How the current system works
Today, petrol drivers pay a fixed excise on each litre purchased that goes into the National Land Transport Fund. The current fuel tax is 70.024 cents per litre, and because fuel tax is subject to GST, that equates to 80.53 cents per litre added to the pump price. Diesel and electric light vehicles do not carry that same per-litre charge. Instead, most light diesel and electric vehicles under 3500 kilograms pay road user charges, which are calculated by distance.
Under the existing RUC structure for light vehicles, drivers pay a flat $76 including GST per 1000 kilometres. For someone who buys road user charges for a typical year of 15,000 kilometres, the charge totals $1140 plus any transaction fees.

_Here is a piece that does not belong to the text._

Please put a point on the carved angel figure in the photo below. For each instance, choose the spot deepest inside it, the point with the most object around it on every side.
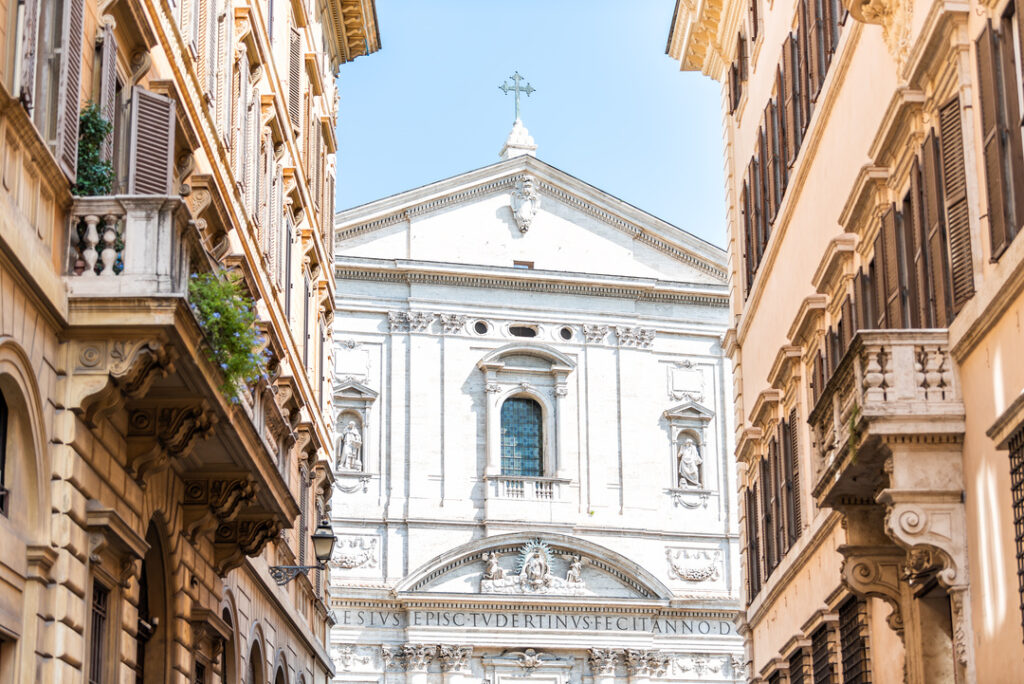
(689, 465)
(350, 446)
(524, 203)
(494, 570)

That is the fixed benchmark the Government has been using while designing the new approach.
What changes with the proposed switch
The key change is replacing the per-litre petrol excise with a per-kilometre charge for petrol vehicles, aligning petrol drivers with diesel and electric vehicles that already pay RUC. Petrol prices at the pump would fall by the amount of the removed fuel tax, because the 80.53 cents per litre currently added would no longer apply. That means petrol will become cheaper at the pump, but drivers will then be billed based on distance travelled rather than fuel consumed.
The Government has not yet published the final RUC rates or the detailed design. Officials have indicated the system could bundle other road-related charges, such as tolls or congestion prices, into a single charging framework, but precise arrangements and whether the current rate will be adjusted remain undecided.